Opinion

There’s no shame in being a dog

by Gene Lyons

This just in: Your dog doesn’t feel even a little bit guilty for jumping up on the counter and scarfing down an entire baked chicken. He’s just afraid because you’re yelling at him.

The same applies when he’s torn up an expensive new pair of shoes or pooped on an Oriental carpet.

Dogs don’t really have what human beings would call a conscience. If you leave a baked chicken where they can get it, they’re going to gorge themselves until they can’t eat any more, and then barf on the sofa and take a nap in your bed.

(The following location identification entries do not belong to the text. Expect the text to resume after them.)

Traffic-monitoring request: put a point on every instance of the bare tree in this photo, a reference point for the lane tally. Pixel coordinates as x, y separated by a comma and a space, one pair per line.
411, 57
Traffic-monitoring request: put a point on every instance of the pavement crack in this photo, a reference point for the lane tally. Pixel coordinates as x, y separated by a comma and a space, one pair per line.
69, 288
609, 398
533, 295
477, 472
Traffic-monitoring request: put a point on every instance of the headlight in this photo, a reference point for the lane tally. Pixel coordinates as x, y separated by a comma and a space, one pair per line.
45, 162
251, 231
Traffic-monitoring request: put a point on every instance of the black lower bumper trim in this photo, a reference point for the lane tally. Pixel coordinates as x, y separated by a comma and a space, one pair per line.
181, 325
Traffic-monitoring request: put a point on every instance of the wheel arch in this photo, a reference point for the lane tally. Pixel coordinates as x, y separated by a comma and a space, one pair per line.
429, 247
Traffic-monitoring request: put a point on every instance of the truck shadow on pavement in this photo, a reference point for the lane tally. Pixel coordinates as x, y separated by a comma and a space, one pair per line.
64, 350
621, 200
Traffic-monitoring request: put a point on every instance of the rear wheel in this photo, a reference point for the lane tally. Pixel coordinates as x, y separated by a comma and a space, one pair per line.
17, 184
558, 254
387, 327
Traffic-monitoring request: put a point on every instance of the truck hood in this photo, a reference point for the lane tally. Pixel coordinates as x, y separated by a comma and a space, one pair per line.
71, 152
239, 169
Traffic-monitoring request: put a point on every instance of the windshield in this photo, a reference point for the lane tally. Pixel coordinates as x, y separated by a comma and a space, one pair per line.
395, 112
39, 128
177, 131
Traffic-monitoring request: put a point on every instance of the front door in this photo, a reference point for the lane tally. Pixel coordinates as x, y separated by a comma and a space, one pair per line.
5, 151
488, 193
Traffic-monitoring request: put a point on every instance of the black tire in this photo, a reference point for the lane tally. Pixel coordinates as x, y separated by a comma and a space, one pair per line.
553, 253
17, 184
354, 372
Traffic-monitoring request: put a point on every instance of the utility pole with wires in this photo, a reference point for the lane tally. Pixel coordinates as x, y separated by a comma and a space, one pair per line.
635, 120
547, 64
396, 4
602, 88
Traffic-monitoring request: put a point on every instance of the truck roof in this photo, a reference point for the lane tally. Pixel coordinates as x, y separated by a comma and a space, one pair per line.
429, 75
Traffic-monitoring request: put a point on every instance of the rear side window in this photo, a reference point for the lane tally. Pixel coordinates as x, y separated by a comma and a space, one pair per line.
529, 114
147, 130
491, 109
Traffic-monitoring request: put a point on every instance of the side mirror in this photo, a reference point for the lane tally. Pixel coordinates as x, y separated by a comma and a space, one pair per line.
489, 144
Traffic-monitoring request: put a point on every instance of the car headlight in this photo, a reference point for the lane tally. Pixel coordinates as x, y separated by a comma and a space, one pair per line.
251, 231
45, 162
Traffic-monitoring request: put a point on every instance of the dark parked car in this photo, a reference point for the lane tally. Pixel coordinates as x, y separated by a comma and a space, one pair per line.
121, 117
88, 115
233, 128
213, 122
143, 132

Behavioral rules apply only when you’re there to enforce them. You don’t want Ace and Stanley wallowing around in the bed? Close the bedroom door, or put them in the yard. Otherwise, dogs aren’t a whole lot more obedient and conscience-stricken than cats — just more social and demonstrative.

According to a recent article in The Washington Post by Kelly Conaboy, this is perhaps the main finding of what appears to be the latest academic fad: animal cognition laboratories. Professors are busy designing experiments to determine if dogs feel guilty for misbehaving or are putting on a show to avoid punishment.

One problem, according to Zachary Silver, a canine cognition specialist at Occidental College, is that researchers don’t always agree about what those emotions are.

“There is, for example, some research that suggests dogs might experience jealousy,” Conaboy writes, “which is considered a secondary emotion; even neural imaging research that suggests dogs display similar patterns of activation in the brain that humans do when experiencing jealousy. ‘But is that really jealousy?’ Silver asks.”

Me, I’d like to know where neural imaging of jealous humans comes from. Stick people in a machine and show them videos of Mommy kissing Santa Claus? With dogs it’s comparatively easy: He gets a treat, and I don’t? As Silver tells the reporter, more research is needed.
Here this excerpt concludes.